But if $p>2$, then $G$ is nontrivial and so $n^g\neq n$ for some nontrivial $n$ and some $g$.
To answer your comment : suppose $G$ is a $p$-group. I claim that then the action on $N$ is unipotent, in the sense that there are subgroups $N_i$ of $N$, stable under the action of $G$, each normal in the next, such that $N_k = N, N_0 = 1$ and such that the induced $G$-action on $N_{i+1}/N_i$ is trivial.

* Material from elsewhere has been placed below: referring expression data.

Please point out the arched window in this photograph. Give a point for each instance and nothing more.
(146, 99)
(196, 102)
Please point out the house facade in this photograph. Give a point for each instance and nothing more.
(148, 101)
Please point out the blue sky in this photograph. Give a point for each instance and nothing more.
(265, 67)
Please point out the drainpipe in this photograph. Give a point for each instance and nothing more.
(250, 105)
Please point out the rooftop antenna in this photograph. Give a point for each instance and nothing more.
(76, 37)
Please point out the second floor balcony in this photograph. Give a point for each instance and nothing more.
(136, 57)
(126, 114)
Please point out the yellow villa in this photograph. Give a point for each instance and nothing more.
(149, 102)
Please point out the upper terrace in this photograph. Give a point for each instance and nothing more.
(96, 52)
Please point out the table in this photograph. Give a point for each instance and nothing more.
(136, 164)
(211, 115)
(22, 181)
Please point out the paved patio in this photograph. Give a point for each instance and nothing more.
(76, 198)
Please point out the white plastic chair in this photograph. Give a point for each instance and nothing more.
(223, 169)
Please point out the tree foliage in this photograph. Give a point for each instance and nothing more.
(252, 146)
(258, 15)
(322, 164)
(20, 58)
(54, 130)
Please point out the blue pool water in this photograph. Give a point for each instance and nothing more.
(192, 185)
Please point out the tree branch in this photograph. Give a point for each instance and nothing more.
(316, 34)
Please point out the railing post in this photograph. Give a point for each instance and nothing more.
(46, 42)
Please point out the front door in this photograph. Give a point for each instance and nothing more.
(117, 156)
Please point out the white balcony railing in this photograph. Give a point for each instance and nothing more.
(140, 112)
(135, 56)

Indeed, working by induction on $N$, it suffices to show that $Z(N)^G$ (the subgroup fixed points inside the center of $N$) is nontrivial - this subgroup is obviously normal in $N$, so if it is nontrivial then we can consider $N/Z(N)^G$, which is strictly smaller, so we can apply the induction claim to that one. In fact this shows that we can choose the $N_i$'s to be normal in $N$.

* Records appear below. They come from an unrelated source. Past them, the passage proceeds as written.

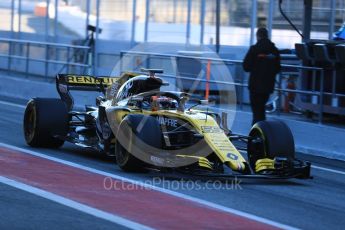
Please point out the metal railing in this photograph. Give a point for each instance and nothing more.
(26, 50)
(280, 90)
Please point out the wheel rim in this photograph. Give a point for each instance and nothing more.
(121, 155)
(256, 150)
(30, 123)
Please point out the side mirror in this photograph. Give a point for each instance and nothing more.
(203, 102)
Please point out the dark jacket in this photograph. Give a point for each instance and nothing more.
(263, 63)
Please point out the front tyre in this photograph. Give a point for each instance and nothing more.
(44, 120)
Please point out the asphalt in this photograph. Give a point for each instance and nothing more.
(308, 204)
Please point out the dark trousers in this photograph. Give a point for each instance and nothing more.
(258, 102)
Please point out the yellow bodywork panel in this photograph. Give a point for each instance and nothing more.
(213, 135)
(264, 164)
(202, 161)
(204, 124)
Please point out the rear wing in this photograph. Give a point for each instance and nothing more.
(67, 82)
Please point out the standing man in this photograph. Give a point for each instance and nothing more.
(263, 63)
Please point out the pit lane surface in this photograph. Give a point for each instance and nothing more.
(317, 203)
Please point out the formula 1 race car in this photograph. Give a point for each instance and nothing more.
(145, 128)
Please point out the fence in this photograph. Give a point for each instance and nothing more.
(32, 57)
(241, 85)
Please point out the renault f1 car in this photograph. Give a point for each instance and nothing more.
(145, 127)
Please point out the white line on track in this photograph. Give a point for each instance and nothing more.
(13, 104)
(72, 204)
(148, 186)
(328, 170)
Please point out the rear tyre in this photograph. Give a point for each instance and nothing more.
(270, 139)
(44, 120)
(130, 137)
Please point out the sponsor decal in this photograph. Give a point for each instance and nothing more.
(157, 160)
(124, 93)
(167, 121)
(211, 129)
(90, 80)
(232, 156)
(63, 88)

But now $Z(N)$ is an abelian $p$-group with an action of the $p$-group $G$, so we are reduced to the abelian case, which is well-known (I can give you more details about that if you don't know it).
Now I claim that it follows that the answer is yes in this case. Indeed, it of course suffices to show that $[N,G]<N$, but now by picking $N'$ to be the biggest $N_i$ in our sequence from before, we have that each $[n,g]$ gets mapped to $1$ in $N/N'$, so $[N,G]\leq N' < N$.